Mexican car sales hit historic highs in the first quarter, fueled largely by the aggressive expansion of Chinese manufacturers. Data from the Mexican Association of Automotive Distributors (AMDA) indicates that if all brands were factored into official reporting, total units sold would have reached 405,799, a 5% increase over the previous year.
Asian brands dominated the growth charts during the period. The influx of Chinese vehicles has reshaped the competitive landscape, pushing some traditional European players to the sidelines.
Shifting Market Dynamics
European manufacturers struggled to maintain their footing. Mercedes-Benz reported a 36% drop in sales, while Volvo and BMW saw declines of 34.1% and 8.8%, respectively.
U.S. automakers experienced more stable results.

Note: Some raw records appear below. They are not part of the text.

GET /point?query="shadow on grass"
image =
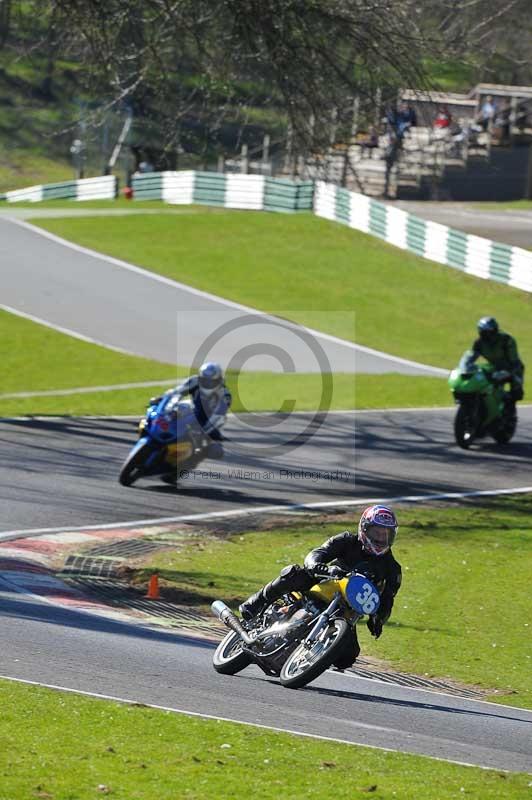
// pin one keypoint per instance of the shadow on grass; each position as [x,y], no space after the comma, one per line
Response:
[413,704]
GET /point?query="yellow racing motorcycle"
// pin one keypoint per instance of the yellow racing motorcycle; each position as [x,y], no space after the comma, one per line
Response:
[300,636]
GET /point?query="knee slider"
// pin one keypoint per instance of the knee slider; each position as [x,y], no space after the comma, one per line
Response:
[291,571]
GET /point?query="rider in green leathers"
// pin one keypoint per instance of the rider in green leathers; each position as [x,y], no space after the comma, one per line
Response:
[500,350]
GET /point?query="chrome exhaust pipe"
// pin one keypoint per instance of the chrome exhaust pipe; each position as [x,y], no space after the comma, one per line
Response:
[225,615]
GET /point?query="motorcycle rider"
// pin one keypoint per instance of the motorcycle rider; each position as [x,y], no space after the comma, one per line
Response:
[369,550]
[211,397]
[500,350]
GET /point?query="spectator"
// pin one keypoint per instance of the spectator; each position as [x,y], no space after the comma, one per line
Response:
[369,141]
[501,122]
[487,112]
[401,119]
[443,118]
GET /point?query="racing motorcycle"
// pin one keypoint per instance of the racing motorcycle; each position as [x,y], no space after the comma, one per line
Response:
[483,404]
[300,636]
[170,440]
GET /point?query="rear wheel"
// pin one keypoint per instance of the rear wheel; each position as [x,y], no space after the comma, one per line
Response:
[228,658]
[307,663]
[464,428]
[133,466]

According to figures from the National Institute of Statistics and Geography (Inegi), Ford saw a 1.8% rise in sales, and General Motors grew by 1.9%.
Despite the new competition, legacy brands continue to hold the largest market share. Nissan remains the leader with 17.6% of the market, followed by General Motors at 13.2% and Volkswagen at 11.1%. Toyota, Kia, Stellantis, and Mazda maintain significant positions, holding 7.8%, 7.2%, 6.6%, and 6.4% respectively.
Jetour, which entered the Mexican market just two years ago, serves as a prime example of the rapid growth seen among Chinese entrants. The company recently expanded its portfolio to include the Soueast brand, targeting younger demographics with urban mobility and hybrid options.
In the first quarter alone, Jetour sold 1,375 units. This performance represents a 407.4% increase, signaling a aggressive shift in consumer preference toward brands originating from the Asian giant.